The drug releases the active molecule (raseglurant) that blocks the metabotropic glutamate type 5 (mGlu5) receptor, found in lots of neuronal functions such as the spread of neuronal pain. Blocking this receptor allows preventing the pain from spreading into the brain.
An analgesic effect which was not quite described so far
“The molecule created by the action of the light, the raseglurant, does not belong to any group of drugs from the classic anti-pain drugs: non-steroidal anti-inflammatory drugs (paracetamol, ibuprofen, etc.) and opioids (morphine, phentanyl). Consequently, this study describes an analgesic mechanism which has not been well explored thus far,” says Ciruela. “Actually, the raseglurant was examined in clinical trials as an analgesic to treat migraine, but it was ruled out due its hepatoxicity. This new optopharmacology of the raseglurant can stop adverse effects in the liver and opens a new path to start using it as an analgesic.”
Searching for new drugs using optopharmacology
Optopharmacology is a new field for delivery of drugs and administration and control methods for pharmacological action. This discipline can help widen the therapeutic range to treat pain and notably reduce the unwanted effects of lots of drugs (for example the high risk of addiction in morphine, the low analgesic efficacy of NSAIDs in severe and chronic pain, etc.).
“If we compare natural biological molecules that act in living beings with drugs, we can see that the former can work with great precision, acting in centralized areas and with regulated doses, with defined lengths. However, the drugs we have act in all areas of the body, and without strict control. The use of light-controlled molecules offers more precise drugs that can act like biological molecules,” says Llebaria. The team of the Group MCS (Medicinal Chemistry & Synthesis) of IQAC is now participating in several projects on optopharmacology, working on the design and synthesis of several light-activated molecules. “This approach is more complex than conventional drug development, since, apart from the therapeutic features, the molecule’s photochemical and photophysical responses have to be prioritized,” says Llebaria.

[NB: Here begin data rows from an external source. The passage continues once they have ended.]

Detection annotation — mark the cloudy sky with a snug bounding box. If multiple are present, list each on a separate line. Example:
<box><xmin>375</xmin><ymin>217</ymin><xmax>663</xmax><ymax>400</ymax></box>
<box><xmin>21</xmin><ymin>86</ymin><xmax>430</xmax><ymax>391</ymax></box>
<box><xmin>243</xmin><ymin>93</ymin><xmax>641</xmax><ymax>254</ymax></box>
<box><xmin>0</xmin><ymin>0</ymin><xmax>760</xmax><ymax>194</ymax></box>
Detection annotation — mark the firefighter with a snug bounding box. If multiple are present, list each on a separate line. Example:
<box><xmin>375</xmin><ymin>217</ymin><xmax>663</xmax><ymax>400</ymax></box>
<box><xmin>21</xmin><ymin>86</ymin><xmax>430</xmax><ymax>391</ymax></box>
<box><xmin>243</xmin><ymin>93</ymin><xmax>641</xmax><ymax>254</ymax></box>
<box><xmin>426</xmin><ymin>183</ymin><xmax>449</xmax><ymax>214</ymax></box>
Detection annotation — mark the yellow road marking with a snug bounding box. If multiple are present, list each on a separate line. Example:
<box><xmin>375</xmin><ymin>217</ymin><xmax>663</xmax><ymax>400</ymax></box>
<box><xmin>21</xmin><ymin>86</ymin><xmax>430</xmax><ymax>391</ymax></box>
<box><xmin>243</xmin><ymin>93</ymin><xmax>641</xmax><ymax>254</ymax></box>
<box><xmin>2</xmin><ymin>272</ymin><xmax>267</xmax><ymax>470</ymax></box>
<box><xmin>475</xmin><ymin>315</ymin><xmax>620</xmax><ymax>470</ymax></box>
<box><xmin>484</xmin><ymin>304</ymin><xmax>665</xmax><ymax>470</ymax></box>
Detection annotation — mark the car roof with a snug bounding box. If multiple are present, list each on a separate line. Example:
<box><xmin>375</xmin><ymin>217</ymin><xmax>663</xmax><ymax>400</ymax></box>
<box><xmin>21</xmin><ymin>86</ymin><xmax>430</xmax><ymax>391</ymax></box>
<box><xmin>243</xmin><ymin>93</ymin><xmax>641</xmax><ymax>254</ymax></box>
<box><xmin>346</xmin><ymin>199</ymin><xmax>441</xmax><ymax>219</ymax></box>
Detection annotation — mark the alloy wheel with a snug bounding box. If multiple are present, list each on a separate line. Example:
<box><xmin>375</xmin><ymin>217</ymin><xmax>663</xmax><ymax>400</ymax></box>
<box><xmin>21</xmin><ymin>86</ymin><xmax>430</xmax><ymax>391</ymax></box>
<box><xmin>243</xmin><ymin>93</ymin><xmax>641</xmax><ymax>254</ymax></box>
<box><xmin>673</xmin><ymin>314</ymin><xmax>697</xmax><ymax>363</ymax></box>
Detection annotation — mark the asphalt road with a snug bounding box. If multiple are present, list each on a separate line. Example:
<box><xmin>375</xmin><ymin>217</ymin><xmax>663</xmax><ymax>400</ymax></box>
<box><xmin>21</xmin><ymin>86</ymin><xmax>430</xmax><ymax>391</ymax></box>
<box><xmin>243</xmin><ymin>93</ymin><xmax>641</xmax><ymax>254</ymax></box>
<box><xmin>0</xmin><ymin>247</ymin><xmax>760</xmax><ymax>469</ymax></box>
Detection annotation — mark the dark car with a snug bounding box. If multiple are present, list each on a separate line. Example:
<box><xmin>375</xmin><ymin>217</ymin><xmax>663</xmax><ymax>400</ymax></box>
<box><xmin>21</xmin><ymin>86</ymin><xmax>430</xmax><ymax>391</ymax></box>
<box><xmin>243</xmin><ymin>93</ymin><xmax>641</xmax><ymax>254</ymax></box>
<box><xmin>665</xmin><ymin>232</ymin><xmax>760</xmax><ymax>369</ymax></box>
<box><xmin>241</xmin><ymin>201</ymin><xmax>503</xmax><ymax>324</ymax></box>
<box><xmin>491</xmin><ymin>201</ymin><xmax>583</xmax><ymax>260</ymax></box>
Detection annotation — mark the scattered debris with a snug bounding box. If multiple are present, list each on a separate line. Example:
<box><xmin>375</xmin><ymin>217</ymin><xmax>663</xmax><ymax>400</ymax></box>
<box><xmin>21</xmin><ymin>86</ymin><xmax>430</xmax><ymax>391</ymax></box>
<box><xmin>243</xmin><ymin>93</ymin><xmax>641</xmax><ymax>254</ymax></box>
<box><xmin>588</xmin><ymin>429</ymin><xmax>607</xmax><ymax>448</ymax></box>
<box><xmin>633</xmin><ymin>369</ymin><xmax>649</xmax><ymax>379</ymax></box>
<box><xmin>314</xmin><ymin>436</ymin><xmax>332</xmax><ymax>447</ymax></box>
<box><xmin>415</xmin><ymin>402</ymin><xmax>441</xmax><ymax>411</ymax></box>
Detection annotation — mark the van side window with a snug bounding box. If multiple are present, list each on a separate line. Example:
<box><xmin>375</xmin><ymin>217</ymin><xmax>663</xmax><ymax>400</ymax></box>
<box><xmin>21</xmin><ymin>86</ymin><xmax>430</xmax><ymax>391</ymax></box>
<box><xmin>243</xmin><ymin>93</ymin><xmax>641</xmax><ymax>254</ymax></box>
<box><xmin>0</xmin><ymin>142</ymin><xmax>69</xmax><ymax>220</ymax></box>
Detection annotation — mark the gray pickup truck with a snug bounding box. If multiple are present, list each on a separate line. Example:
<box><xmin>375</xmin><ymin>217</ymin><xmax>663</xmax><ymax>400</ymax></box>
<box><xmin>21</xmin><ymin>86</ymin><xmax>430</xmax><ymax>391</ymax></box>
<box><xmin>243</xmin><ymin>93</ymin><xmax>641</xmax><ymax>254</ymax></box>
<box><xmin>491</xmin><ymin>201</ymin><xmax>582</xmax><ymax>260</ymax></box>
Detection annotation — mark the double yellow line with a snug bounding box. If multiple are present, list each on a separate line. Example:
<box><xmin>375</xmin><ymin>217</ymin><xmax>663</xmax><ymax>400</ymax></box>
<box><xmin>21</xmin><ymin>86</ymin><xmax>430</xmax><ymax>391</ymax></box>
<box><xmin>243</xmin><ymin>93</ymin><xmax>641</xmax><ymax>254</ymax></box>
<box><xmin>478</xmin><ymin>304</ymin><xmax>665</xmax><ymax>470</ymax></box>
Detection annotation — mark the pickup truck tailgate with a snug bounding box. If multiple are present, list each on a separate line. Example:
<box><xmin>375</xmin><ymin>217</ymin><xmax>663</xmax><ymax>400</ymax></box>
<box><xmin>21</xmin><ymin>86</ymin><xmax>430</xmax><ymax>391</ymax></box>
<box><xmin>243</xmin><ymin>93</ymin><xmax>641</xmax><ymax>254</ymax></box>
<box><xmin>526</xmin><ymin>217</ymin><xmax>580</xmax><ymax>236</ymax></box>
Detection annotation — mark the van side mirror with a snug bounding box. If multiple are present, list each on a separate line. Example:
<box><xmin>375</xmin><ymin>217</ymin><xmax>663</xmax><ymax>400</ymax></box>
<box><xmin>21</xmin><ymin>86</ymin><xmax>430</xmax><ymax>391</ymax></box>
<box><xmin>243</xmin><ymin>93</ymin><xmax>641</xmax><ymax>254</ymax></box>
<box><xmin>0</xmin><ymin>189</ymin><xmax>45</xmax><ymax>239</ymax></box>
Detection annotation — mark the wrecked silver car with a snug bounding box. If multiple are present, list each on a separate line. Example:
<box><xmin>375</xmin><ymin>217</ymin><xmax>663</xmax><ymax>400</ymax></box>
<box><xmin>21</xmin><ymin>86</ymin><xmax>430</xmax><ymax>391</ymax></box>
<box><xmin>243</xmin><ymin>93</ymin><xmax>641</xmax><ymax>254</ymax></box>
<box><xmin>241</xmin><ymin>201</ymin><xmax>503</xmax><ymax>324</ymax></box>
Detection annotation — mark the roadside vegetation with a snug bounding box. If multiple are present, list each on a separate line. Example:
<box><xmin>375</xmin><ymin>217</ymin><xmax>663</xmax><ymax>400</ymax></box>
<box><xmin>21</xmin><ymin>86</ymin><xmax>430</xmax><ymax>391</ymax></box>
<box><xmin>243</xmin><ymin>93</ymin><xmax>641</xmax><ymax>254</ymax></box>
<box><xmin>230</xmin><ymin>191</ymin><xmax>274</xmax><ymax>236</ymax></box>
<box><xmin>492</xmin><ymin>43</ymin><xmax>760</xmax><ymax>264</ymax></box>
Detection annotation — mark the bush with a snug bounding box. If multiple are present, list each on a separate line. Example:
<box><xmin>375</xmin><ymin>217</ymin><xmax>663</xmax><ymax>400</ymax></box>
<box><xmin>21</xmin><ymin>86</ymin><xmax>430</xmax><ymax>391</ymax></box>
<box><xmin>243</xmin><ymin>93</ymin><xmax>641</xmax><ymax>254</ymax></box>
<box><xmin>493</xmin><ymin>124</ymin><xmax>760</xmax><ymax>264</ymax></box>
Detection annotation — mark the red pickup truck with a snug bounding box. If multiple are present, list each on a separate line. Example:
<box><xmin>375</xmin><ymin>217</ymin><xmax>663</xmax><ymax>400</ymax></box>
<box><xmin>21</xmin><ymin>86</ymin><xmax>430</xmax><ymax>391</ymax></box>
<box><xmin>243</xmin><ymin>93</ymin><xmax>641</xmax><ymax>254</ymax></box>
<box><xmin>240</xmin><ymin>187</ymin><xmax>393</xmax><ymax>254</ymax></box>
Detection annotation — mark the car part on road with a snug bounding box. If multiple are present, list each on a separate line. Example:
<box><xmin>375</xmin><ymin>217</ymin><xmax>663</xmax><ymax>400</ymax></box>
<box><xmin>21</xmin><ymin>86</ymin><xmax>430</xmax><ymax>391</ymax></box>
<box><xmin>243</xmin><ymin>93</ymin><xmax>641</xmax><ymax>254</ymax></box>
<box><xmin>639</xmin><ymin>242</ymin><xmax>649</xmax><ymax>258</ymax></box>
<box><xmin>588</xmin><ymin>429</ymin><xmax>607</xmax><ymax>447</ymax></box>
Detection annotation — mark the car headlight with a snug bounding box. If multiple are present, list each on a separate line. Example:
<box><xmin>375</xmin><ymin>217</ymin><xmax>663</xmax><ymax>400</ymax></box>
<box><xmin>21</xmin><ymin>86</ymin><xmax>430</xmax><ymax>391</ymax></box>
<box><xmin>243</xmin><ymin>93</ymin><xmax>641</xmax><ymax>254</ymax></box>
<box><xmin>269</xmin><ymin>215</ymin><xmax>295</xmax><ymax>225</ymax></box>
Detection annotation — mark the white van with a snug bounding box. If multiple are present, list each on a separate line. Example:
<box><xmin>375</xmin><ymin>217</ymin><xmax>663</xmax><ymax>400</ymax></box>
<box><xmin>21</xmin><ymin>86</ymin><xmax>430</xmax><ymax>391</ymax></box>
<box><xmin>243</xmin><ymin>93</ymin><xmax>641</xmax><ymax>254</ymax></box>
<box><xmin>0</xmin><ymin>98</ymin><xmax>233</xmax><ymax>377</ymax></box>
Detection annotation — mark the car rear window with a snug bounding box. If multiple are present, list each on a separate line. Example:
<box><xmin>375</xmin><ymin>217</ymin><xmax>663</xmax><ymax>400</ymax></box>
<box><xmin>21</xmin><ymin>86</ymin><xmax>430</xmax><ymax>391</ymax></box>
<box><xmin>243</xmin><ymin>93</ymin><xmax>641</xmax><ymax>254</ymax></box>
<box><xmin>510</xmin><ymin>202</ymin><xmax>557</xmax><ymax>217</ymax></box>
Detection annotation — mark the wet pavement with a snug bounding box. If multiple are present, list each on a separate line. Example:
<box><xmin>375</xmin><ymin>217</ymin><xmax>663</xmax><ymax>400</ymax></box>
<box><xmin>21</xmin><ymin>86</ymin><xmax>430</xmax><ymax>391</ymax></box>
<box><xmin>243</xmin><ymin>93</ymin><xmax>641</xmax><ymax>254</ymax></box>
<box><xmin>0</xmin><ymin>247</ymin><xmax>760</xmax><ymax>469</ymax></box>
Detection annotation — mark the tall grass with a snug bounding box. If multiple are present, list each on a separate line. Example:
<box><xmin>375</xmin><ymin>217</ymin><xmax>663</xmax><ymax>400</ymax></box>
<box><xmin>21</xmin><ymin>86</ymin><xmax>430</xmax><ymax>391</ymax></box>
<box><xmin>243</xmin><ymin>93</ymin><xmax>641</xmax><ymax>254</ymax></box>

The research team of the UB and IDIBELL is working on research lines in optopharmacology to respond to lots problems related to conventional pharmacology. “At this moment we are examining other molecules with different action mechanisms, but also based on G protein-coupled membrane receptors, the biggest therapeutic target at the moment. Therefore, we have drugs under study for the treatment of Parkinson’s disease or psoriasis. We are also exploring the optopharmacological use of light with different wavelengths (green, yellow and red). Regarding the future, we cannot rule out some symptomatology to be lowered with optical fibers in the brain, just like electrodes are used for deep brain stimulation for Parkinson’s disease,” concludes Ciruela.